On Tue 10-Jan-2017 3:52 PM, Corey Richardson wrote:
This kernel doesn't even seem to boot at all with -cpu host -enable-kvm
(or -cpu IvyBridge), regardless of the configuration. Curiously, with
-cpu SandyBridge -enable-kvm, it does boot. It seems to be a qemu bug.

It seems to be stuck in some sort of loop handling int_0e (page fault).
When I attach gdb, I get this sort of behavior:

<int_0e>     mov    0xffffffff80745008,%rsp
  <int_0e+8>   add    $0x3e8,%rsp
  <int_0e+15>  push   %rcx

At the start, rsp is x64KSIRQStack, but after an si $rsp is 0? Another
si and it's 0x3e8, and trying to execute the push causes gdb to "wait"
until I press Ctrl-c, at which point it's back to the top of int_0e and
the stack as reported by bt is unchanged:

#0  0xffffffff8071537c in int_0e ()
#1  0x0000000000000002 in ?? ()
#2  0xffffffff8071538b in int_0e ()

followed by some garbage. I expect the "waiting" is gdb not knowing
what's happening when qemu makes an interrupt happen.

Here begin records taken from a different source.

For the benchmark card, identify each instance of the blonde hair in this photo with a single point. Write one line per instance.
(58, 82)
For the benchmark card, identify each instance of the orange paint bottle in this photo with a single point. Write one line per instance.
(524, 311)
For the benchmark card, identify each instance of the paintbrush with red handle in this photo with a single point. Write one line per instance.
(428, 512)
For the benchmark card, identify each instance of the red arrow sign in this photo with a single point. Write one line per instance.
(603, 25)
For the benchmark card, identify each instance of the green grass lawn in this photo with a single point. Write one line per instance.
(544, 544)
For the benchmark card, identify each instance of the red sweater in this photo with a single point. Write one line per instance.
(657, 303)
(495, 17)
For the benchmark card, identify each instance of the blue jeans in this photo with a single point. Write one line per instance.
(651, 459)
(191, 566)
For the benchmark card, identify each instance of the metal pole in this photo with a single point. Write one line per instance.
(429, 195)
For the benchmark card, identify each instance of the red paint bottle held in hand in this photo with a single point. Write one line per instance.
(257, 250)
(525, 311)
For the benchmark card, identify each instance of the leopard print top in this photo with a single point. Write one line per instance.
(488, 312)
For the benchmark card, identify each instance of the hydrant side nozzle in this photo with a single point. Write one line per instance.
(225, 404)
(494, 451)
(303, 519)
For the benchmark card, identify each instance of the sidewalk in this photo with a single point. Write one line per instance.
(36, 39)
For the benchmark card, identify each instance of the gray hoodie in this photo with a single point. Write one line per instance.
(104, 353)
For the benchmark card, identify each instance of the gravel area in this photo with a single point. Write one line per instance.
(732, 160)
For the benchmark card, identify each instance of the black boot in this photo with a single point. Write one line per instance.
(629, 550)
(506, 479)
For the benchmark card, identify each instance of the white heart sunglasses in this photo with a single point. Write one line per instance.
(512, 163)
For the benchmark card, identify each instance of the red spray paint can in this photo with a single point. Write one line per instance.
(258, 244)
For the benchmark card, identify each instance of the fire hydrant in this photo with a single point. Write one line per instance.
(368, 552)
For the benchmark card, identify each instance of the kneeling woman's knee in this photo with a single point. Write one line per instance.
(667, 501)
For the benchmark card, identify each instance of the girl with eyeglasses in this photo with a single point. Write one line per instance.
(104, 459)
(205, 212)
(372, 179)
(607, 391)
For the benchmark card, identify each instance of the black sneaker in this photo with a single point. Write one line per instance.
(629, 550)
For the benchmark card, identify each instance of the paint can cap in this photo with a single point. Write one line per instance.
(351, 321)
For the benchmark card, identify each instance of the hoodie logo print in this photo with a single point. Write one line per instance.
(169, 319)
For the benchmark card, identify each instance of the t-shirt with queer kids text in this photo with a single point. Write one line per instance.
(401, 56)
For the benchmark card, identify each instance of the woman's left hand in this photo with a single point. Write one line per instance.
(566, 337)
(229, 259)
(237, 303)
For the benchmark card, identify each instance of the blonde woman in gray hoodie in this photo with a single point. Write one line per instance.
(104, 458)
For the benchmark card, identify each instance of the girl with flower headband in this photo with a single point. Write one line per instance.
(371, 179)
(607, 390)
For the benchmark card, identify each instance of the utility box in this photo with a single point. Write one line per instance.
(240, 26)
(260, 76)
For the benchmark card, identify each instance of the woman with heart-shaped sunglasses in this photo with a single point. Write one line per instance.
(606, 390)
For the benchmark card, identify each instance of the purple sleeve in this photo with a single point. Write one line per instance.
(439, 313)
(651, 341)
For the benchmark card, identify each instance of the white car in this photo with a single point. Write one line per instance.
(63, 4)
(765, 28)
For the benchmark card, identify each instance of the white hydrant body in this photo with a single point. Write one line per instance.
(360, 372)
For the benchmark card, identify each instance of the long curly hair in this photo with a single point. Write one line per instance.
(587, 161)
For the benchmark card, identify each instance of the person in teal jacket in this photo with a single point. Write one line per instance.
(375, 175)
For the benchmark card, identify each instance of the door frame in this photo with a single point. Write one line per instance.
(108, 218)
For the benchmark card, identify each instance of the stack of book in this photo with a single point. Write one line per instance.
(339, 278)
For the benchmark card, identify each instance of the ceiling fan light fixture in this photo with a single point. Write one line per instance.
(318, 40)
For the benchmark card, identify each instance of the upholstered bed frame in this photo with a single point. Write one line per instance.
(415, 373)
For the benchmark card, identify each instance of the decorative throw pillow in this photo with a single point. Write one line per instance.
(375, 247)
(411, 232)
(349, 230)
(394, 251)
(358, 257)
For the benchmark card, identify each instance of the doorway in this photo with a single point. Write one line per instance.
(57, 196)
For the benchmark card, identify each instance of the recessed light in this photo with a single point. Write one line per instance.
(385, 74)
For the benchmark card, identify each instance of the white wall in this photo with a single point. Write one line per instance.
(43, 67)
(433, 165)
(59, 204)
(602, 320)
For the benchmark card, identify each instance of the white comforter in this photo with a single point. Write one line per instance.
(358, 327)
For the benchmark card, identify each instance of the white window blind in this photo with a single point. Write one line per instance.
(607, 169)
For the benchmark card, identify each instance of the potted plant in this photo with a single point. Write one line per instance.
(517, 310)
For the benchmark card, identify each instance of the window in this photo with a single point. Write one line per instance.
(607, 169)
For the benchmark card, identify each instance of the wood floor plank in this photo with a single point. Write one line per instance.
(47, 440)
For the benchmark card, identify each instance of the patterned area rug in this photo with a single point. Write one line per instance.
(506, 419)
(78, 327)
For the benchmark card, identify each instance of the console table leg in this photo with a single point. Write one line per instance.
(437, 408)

If it's at all useful, here's the kernel under consideration:

https://files.octayn.net/sel4-4.0.0-x86_64-pc99

It's 4.0.0 with this config: http://ix.io/1PDr

Kofi was able to reproduce this in Qemu, but not on Haswell hardware.
Any idea what the issue might be?

I've tracked this down to a combination of two problems.

1. There is actually a single GP fault happening to trigger everything but the early boot code is not setup to handle and print out kernel faults correctly and hence you end up in this infinite page fault loop
2. KVM fails to emulate the PLATFORM_INFO_MSR properly, despite reporting through CPUID a CPU model where it is architecturally defined to exist. Workaround seems to be to detect GP faults to indicate a failure to read the MSR

Cannot say when we will have a chance to fix these.